The expanding use of GLP-1 receptor agonists like semaglutide has introduced an ophthalmologic safety question that practitioners may not yet be adequately screening for. A case reported in Survey of Ophthalmology documents a rare but clinically alarming presentation that warrants attention from anyone managing patients on this widely prescribed drug class.

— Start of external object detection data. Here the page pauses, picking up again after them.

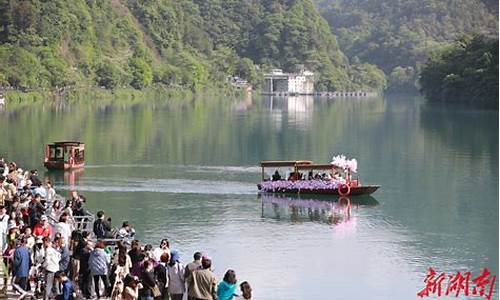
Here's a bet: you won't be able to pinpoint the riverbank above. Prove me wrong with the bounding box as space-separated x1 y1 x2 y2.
0 158 251 300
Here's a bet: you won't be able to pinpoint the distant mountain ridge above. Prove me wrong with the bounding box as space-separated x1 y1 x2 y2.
316 0 498 89
0 0 385 90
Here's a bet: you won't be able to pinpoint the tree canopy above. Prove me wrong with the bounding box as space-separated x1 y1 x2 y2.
0 0 385 90
420 35 499 108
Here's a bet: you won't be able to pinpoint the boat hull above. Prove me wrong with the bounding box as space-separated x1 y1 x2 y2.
257 184 380 196
43 161 84 170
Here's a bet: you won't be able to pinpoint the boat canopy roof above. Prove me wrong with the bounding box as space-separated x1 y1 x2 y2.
296 164 339 170
260 160 313 168
49 141 85 146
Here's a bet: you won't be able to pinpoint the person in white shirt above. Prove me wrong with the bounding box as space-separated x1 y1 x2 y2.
234 281 252 300
117 221 135 239
54 213 73 245
153 239 170 261
42 237 61 300
0 205 9 253
45 180 56 203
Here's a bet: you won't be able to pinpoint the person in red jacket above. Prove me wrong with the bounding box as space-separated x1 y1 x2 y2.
33 216 52 238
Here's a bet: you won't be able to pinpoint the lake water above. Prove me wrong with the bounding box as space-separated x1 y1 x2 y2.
0 96 499 299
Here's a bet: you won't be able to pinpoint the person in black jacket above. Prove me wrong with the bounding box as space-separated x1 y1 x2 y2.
155 253 169 299
139 260 156 300
94 210 111 239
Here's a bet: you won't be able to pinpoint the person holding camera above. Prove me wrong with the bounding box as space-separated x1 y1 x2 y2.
122 274 143 300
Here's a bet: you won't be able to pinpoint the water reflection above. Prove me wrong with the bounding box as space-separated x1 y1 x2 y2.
263 96 314 129
44 168 84 191
258 194 378 225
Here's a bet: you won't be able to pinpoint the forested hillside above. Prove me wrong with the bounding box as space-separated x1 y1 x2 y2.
316 0 498 89
420 35 498 108
0 0 385 90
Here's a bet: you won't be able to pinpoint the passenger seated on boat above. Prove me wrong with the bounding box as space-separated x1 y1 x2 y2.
273 170 281 181
288 172 300 181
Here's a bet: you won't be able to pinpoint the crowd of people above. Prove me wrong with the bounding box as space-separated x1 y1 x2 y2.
0 158 252 300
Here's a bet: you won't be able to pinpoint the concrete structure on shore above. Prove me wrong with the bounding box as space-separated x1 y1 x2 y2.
262 67 314 95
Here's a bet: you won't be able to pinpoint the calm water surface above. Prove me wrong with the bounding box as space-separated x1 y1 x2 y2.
0 96 499 299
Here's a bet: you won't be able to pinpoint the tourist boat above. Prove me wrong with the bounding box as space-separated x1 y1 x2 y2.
43 142 85 170
257 155 380 196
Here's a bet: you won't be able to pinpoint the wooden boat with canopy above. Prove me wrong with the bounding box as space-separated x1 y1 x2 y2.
43 142 85 170
257 156 380 196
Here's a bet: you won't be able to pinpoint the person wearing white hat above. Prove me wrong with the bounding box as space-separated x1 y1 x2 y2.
0 205 9 253
33 215 52 237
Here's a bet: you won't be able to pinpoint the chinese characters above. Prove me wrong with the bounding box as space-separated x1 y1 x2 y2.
417 268 497 300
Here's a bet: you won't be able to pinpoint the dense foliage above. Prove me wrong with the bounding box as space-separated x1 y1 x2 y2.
316 0 498 89
420 35 499 107
0 0 385 90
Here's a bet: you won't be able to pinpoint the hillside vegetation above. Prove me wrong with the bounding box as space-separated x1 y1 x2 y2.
0 0 385 90
316 0 498 90
420 35 499 108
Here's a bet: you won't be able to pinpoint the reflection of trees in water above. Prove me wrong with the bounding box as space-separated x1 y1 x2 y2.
259 194 378 225
0 96 385 165
420 103 498 174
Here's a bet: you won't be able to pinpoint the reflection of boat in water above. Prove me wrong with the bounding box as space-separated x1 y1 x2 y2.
259 194 378 224
257 156 380 196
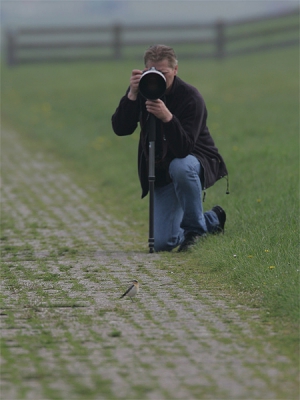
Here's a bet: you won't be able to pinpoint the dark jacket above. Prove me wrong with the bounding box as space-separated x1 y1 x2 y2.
112 76 227 197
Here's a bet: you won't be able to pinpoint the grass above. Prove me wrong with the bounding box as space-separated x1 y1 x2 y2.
1 48 299 356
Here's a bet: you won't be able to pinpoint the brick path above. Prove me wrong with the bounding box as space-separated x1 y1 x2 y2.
1 132 294 400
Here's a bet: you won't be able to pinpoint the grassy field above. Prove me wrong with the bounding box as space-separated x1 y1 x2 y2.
1 48 299 364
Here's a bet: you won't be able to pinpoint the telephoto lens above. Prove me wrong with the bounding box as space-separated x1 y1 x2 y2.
139 67 166 100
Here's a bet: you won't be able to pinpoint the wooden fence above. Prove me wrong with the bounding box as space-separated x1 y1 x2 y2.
6 9 299 66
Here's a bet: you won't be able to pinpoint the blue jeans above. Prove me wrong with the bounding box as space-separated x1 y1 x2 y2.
154 155 219 251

A 38-year-old man with poorly controlled type 2 diabetes and hypertension — already on semaglutide — presented with sudden, painless vision loss in one eye. Examination revealed optic disc edema in the affected eye alongside optic disc pallor in the opposite eye, a combination classically associated with Foster Kennedy syndrome, which typically signals an intracranial mass. Full neuroimaging and systemic workup returned negative. The final diagnosis was pseudo-Foster Kennedy syndrome: a prior, unrecognized non-arteritic anterior ischemic optic neuropathy (NAION) in the pallored eye, and a new acute NAION event in the presenting eye. Both events were attributed in context to semaglutide use superimposed on an already high-risk vascular substrate.

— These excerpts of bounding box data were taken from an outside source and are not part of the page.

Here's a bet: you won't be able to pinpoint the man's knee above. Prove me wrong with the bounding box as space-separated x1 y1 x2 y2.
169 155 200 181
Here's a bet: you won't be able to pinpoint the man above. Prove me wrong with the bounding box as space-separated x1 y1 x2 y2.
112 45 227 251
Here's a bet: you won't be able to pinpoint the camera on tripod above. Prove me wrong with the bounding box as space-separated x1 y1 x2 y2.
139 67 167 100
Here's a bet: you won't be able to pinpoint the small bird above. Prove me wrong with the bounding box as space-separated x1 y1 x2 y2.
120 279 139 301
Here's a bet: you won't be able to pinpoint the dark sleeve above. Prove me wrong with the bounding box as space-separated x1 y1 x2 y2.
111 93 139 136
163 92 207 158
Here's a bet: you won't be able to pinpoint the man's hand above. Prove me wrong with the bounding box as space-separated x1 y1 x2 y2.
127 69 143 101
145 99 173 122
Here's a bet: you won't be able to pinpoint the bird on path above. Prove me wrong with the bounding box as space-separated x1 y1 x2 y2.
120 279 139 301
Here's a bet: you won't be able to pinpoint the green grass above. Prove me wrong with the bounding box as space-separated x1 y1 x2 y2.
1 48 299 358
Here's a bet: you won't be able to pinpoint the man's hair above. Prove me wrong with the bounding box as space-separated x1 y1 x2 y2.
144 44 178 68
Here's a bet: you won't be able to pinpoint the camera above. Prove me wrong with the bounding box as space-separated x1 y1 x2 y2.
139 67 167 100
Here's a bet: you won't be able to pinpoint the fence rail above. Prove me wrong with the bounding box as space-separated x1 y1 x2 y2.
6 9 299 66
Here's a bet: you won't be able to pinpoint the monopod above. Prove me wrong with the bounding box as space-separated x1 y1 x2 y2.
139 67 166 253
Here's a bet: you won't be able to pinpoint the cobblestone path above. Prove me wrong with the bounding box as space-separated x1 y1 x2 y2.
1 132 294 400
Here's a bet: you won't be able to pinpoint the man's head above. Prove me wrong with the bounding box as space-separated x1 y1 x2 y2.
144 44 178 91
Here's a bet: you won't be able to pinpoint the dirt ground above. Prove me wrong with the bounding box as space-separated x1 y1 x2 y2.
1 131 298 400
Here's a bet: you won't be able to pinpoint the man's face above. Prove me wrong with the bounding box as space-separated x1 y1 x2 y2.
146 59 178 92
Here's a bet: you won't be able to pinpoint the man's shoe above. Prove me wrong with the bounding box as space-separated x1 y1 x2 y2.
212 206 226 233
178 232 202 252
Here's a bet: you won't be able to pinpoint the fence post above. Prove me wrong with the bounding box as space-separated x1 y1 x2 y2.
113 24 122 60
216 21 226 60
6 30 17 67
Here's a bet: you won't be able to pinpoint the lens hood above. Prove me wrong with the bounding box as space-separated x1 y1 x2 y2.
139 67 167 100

NAION — ischemic injury to the optic nerve without arteritic inflammation — has historically been associated with cardiovascular risk factors, obstructive sleep apnea, and certain medications including phosphodiesterase inhibitors. Semaglutide's potential role has surfaced more recently, with a 2024 pharmacovigilance study raising flags about elevated NAION reporting rates in GLP-1 users with diabetes and obesity. The causal mechanism remains speculative but may involve rapid glycemic fluctuation affecting optic nerve perfusion, direct vascular effects, or changes in intraocular pressure dynamics. This case is significant precisely because it demonstrates bilateral sequential NAION — a devastating outcome — in a relatively young patient. The chief limitation is that it is a single case report; confounding from uncontrolled diabetes and hypertension cannot be excluded. Still, clinicians prescribing semaglutide, particularly to patients with pre-existing vascular risk, should consider baseline ophthalmic evaluation as a precautionary measure.